Los españoles, en cambio, somos otro mundo. El otro día tuve yo un
contacto personal con uno de los temas que más nos preocupan en estos
momentos, cruciales en la historia del planeta. Estaba en una tienda
comprándome un pañuelo, cuando el chaval que me atendía se lanzó a una
disertación sobre la fragilidad de los sentimientos y lo mutable de la
condición humana. La otra dependienta le acusa de inmadurez amorosa y de
ignorante total en asuntos del corazón, y mientras ellos se enzarzan, yo
revuelvo discretamente en las camisetas, intentando que me trague la
tierra. Y héte aquí que él mira a su alrededor buscando apoyo y ¿a
quién encuentra? Efectivamente: a mí, que no tengo más remedio que
contar qué me parece lo de Israel y Silvia.

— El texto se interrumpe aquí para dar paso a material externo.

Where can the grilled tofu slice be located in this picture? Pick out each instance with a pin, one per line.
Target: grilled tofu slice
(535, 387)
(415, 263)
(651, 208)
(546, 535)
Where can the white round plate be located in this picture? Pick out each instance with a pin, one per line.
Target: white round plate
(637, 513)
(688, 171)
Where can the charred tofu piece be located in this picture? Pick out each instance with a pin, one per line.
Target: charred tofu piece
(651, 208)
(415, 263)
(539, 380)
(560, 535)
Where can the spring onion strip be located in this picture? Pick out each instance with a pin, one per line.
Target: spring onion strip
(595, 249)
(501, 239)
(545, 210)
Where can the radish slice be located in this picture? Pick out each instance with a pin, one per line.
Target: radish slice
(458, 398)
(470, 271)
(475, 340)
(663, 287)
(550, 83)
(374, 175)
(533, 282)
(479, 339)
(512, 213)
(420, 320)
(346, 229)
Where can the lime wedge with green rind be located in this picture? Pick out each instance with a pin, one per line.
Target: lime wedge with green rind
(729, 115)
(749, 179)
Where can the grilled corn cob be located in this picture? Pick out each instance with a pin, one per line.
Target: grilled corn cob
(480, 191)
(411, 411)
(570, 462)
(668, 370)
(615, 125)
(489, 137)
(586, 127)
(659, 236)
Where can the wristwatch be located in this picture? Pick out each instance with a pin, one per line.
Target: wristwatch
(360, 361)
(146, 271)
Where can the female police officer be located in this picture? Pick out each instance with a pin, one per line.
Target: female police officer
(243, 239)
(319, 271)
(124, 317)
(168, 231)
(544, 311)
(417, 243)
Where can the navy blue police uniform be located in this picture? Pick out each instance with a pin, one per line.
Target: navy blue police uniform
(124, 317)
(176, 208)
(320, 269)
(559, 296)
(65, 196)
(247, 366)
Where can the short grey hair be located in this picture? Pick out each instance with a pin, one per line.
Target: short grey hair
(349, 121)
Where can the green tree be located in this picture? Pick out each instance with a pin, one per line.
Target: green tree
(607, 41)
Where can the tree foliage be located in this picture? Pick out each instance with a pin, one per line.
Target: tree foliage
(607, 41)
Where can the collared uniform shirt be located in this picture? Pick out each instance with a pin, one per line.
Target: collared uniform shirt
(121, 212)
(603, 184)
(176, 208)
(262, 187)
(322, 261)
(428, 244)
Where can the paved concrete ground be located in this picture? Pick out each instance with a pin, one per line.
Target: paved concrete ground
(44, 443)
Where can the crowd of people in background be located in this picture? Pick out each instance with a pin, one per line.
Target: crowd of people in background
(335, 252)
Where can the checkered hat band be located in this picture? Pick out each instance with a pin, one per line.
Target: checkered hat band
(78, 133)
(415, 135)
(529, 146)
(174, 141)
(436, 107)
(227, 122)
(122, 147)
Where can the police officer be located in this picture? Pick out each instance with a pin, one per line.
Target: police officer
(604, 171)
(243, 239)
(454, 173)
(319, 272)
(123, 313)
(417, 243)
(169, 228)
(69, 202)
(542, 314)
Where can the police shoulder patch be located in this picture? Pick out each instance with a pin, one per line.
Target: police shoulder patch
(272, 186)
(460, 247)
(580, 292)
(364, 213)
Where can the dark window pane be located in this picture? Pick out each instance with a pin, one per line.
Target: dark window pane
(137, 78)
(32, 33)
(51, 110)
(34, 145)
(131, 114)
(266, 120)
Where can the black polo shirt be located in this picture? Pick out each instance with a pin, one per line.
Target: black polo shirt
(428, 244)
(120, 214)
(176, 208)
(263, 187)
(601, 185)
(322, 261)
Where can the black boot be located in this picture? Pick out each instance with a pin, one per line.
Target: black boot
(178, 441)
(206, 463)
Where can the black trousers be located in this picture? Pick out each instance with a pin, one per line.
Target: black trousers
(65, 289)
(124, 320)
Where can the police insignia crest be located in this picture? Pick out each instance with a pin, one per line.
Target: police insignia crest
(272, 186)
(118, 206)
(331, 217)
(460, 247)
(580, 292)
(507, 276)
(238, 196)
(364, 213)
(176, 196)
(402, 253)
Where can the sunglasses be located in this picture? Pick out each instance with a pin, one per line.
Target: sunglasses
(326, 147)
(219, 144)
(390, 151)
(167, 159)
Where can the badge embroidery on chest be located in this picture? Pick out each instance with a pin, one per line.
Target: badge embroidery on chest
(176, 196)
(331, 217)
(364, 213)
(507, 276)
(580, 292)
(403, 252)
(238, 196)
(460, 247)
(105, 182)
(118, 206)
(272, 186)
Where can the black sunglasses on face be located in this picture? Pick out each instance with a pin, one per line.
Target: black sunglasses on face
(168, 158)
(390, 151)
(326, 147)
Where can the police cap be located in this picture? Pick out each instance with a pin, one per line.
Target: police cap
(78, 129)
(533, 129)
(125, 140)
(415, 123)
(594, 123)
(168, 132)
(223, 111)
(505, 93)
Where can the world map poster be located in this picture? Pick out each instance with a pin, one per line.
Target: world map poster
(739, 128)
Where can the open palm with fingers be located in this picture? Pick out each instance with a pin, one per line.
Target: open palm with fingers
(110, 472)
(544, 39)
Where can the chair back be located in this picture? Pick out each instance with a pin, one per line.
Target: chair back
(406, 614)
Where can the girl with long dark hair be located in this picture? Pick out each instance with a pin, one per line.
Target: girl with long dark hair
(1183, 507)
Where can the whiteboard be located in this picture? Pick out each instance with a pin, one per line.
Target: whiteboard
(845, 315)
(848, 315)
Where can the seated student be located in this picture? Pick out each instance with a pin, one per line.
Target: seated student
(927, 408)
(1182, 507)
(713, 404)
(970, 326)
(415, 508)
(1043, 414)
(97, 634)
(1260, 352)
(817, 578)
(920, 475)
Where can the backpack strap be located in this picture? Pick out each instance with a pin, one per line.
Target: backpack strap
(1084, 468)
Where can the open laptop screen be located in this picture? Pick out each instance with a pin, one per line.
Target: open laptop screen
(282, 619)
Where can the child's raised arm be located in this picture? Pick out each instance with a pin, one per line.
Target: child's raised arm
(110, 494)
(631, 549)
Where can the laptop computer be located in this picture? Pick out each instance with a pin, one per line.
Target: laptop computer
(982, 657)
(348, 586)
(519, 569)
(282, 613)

Estoy, por supuesto, hablando del Gran Hermano, el último engendro
televisivo. Y absténganse pedantes y culturetas, por favor, porque todos
sabemos que el 99% de los españoles lo han visto al menos una vez. Pero
para esa inmensa minoría que ha logrado la hazaña de no enterarse de lo
que se cuece, voy a hacer una pequeña parada en mi línea argumental y
explicar de qué se trata el invento en un párrafo.
Dedicado a ellos, con toda mi admiración, allá voy: érase una vez un
programa de televisión en el que escogieron a diez personas y las
encerraron por tres meses en una casa llena de cámaras. Y como no tenían
libros, ni tele, ni juegos de mesa, ni nada para entretenerse, les
quedaban dos opciones: enamorarse o pelearse. Y así va. Gana veinte kilos
el que mejor le caiga al público y consiga llegar vivo al final del
programa (si se matan los unos a los otros, también vende).
Después de todo lo que se ha dicho al respecto, no tengo mucho más
que añadir, excepto que yo también tengo mi Gran Hermano particular, y a
mí nadie me paga. Tengo una vecina maruja que sabe cuándo entro, cuándo
salgo, a dónde voy y con quién vivo. Y tengo, como todos tenemos, mis
propias cuatro paredes de las que no salgo. Pongamos un ejemplo
insustancial y culinario: yo, ahí donde me ven, aborrezco los
champiñones. Y ya sé que me estoy perdiendo un manjar de manjares, un
mundo de sensaciones saborísticas inimaginable, pero qué quieren que les
diga, por ahí no paso. Y por las aceitunas tampoco, que me dan arcadas.
De modo que, igual que los estocolmeses no han incluido la siesta en su
vida, yo tampoco he metido las setas en la mía. Lo que en sí no tiene
ninguna importancia pero imagínense la simetría del concepto aplicada a
cosas más gordas. Mis cuatro paredes no son buenas ni malas sino todo lo
contrario, pero desde luego son mías: mis ideas, mis gustos, mis valores.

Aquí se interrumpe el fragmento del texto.